The Lunch Date is a 1989 American drama short film written and directed by Adam Davidson.
In 2013, the film was selected for preservation in the United States National Film Registry by the Library of Congress as being "culturally, historically, or aesthetically significant".

==Plot==
A white woman goes into Grand Central Terminal and runs into an African American man standing in the middle of the floor. He attempts to help her pick up her belongings, and she protests. This interaction makes her miss her train, and when she leaves the station she can not find her wallet. She makes her way to a cafeteria and takes a salad, and pays for it while informing the waiter that she may not have enough money. After she sits down, she realizes that she has no cutlery, and returns to the service counter for a fork. When she comes back, she finds another African American man who appears to be homeless sitting down and eating a salad. She sits down and informs the man that that is her salad. He ignores her at first then laughs at her continued protests. She then attempts to take the salad away from him, at which point he slams his fist on the table and yells, frightening her. She watches him eat for several moments, not sure what else to do. Finally, the woman grabs her fork and snatches a piece of salad off of the plate. The man does not stop her, and she does it again and again. The man begins to mimic the way she eats and together they finish the salad. Afterwards, the man gets up and returns with two cups (assumed to be tea or coffee), and offers her sugar, which she declines. He then reaches into his pocket and pulls out a packet, which she accepts, opens, and puts in her drink. She takes a sip and then leaves the restaurant.

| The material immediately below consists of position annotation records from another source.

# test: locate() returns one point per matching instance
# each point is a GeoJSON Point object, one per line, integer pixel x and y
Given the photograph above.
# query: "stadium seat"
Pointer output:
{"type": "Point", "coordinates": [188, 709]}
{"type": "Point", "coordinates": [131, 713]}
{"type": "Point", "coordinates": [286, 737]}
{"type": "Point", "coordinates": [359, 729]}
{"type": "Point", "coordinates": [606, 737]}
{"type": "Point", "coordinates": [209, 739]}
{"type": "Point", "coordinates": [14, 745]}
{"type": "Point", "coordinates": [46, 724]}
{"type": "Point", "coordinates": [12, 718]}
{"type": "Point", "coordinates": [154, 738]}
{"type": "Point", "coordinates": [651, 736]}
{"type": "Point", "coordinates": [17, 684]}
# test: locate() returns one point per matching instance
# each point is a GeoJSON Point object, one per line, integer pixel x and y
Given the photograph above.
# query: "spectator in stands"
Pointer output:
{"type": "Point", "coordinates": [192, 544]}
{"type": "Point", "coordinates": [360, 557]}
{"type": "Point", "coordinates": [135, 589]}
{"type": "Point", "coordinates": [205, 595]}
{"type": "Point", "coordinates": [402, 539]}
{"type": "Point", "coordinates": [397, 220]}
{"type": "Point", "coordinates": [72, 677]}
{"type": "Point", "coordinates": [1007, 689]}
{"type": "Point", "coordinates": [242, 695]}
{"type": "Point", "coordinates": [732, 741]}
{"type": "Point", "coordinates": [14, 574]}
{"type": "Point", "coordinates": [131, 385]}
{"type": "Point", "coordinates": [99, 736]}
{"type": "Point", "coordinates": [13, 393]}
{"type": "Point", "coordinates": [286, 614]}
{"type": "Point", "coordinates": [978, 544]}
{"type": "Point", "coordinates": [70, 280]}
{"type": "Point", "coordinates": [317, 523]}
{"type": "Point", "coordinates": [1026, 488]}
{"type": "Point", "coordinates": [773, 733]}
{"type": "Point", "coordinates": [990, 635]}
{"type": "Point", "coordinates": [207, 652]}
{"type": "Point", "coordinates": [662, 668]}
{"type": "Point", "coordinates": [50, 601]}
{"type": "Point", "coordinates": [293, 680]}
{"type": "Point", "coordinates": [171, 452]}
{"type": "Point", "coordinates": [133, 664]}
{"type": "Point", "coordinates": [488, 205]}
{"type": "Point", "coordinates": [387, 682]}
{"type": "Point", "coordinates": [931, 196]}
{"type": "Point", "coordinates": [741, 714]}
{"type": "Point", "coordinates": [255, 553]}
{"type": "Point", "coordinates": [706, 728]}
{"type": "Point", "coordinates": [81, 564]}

Once outside, she realizes that she does not have her bags. She returns to the cafeteria, and her bags are not in the booth she was sitting in. Anxious, she paces back and forth, not noticing that there are bags in the next cubicle. When she does notice, she sees a salad sitting there, along with her bags. Realizing that the man never actually stole her salad and instead was eating his own, she laughs, takes her bags, and leaves the restaurant laughing loudly.

==Cast==
- Paul Sarnoff as Waiter
- Scotty Bloch as Lady
- Clebert Ford as Man at Diner

==Awards==
It was entered into the 1990 Cannes Film Festival, where it won the Short Film Palme d'Or. It later went on to be selected as "Dramatic Achievement" in the Student Academy Awards competition on June 10, 1990, and won an Academy Award in 1991 for Best Short Subject.